As an aside, an interesting aspect to Touko’s organisation, such as it is, was hinted at right back in the previous chapter, but since I forgot it at the time and the article was long enough as it was, I might as well point it out here. Touko divides people into two types, each with two attributes: “those who craft and search, and those who use and destroy.”
It struck me as appropriate given the nature of the four people who make up her small organisation cover those respective bases: Touko crafts dolls among other things (more on that later, especially part 5); Mikiya is adept at searching and often helps out Daisuke; his sister trains as a mage to use magic; and Shiki is of course second to none in destroying things at their most fundamental level. General world-building in fiction is cool, but when a writer makes even the small details fit together and refer back to other ones, it requires even more thought and care. I suspect that in certain aspects of this story Nasu was making things up as he went along, but at times like this it’s easy to be convinced otherwise.

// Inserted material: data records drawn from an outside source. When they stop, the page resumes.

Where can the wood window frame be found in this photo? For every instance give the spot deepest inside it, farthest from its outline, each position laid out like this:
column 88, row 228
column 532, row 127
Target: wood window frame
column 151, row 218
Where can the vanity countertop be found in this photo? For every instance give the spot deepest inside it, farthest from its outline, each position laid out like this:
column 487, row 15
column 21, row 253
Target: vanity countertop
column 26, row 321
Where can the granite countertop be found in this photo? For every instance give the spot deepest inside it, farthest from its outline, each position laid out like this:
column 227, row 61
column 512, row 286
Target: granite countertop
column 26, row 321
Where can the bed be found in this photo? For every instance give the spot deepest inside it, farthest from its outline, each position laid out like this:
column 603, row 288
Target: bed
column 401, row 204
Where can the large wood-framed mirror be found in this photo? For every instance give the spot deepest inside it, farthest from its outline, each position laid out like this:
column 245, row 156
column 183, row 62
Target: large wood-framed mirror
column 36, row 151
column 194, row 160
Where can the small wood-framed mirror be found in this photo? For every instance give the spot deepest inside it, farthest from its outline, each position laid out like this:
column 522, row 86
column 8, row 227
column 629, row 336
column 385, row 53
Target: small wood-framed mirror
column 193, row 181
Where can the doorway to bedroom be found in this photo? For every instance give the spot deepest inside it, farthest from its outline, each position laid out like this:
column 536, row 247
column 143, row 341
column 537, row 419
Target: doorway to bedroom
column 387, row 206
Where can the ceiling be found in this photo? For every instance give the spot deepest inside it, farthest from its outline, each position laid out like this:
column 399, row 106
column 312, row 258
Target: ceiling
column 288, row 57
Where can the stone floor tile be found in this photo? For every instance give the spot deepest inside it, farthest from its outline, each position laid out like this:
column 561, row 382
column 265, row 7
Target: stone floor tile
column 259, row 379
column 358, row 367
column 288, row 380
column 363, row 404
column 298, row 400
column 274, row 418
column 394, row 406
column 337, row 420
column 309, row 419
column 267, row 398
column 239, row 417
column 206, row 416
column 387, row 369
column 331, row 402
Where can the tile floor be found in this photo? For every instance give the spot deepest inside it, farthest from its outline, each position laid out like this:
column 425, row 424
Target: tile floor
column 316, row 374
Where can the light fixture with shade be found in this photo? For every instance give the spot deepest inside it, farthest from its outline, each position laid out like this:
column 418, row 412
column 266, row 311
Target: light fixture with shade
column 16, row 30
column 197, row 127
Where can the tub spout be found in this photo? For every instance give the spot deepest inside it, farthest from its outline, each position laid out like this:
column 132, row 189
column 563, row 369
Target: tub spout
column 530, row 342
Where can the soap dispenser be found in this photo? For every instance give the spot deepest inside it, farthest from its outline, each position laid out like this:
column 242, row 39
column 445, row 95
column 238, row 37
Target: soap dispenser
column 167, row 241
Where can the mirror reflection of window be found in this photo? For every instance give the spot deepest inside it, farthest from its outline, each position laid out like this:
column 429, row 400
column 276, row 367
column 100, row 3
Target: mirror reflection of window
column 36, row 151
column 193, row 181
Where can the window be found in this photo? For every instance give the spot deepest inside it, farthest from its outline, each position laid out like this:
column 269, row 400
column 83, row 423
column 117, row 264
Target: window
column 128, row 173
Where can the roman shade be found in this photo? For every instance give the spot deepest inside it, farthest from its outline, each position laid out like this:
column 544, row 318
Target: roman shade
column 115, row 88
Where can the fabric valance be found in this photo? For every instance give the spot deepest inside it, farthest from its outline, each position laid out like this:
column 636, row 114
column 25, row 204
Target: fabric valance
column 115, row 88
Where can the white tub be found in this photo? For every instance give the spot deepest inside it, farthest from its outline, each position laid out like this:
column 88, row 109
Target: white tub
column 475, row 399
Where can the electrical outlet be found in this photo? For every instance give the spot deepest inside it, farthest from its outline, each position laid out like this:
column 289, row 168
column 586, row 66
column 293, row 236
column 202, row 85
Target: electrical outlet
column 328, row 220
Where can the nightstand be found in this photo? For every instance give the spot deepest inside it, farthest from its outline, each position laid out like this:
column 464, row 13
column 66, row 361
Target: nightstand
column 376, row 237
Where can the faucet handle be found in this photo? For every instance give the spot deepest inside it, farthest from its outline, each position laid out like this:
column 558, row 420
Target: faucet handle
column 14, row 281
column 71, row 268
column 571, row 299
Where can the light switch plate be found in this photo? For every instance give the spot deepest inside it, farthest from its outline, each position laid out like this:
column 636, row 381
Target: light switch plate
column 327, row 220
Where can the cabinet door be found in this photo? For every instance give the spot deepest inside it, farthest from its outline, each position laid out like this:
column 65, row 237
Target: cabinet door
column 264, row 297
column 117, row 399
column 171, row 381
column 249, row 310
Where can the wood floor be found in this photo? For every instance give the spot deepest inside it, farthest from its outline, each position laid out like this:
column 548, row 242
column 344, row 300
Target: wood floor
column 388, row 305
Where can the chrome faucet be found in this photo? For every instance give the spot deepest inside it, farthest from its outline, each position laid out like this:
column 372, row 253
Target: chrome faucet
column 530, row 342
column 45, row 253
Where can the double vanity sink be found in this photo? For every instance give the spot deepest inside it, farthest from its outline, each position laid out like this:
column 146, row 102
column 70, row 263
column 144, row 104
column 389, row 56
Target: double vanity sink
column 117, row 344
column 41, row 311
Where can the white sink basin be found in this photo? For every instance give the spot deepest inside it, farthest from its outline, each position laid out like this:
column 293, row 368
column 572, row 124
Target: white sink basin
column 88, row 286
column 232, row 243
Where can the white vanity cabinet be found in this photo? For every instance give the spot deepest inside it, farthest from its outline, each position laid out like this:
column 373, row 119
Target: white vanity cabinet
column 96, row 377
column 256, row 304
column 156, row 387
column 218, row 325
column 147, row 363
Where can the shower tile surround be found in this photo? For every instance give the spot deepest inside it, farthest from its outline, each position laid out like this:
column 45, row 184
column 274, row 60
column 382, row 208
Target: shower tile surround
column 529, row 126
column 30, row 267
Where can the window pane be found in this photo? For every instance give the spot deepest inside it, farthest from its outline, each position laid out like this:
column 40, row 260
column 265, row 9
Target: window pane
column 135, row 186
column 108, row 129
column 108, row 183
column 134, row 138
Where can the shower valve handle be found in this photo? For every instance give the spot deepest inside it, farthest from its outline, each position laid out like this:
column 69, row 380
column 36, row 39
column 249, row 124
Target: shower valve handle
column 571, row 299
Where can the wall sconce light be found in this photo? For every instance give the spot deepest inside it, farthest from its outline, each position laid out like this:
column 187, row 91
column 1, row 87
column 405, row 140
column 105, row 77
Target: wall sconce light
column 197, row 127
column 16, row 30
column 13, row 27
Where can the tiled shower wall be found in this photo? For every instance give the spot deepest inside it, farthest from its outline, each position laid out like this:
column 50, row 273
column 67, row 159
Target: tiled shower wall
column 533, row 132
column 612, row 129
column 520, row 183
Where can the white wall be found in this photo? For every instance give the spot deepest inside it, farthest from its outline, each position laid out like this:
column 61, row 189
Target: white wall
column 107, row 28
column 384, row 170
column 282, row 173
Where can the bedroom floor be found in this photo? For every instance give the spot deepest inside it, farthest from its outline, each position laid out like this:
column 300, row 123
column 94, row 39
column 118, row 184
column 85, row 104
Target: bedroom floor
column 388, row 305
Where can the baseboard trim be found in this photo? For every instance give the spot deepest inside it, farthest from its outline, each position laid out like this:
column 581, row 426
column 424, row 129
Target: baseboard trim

Something else I ought to have dropped in at the end of my previous article is the source of the extra background info relating to things like underlying themes and neat writer’s tricks connected to wordplays and unusual use of kanji. Sadly my knowledge of kana is next-to-nonexistent and kanji is completely beyond me, so I – and everyone who has read or is reading the English translation of the novel – owes thanks one certain individual, whose efforts are online for the whole internet to enjoy.
I was fortunate enough to be involved in a number of e-mail communications while the translator was going through the arduous task, which included numerous details concerned with the translation process, Nasu’s inventive use of kanji and small details that had to be lost in translation. I won’t pretend that I was able to offer much help at the time, but hopefully I’ll be able to reproduce some of the discussions we had for the benefit of the rest of you.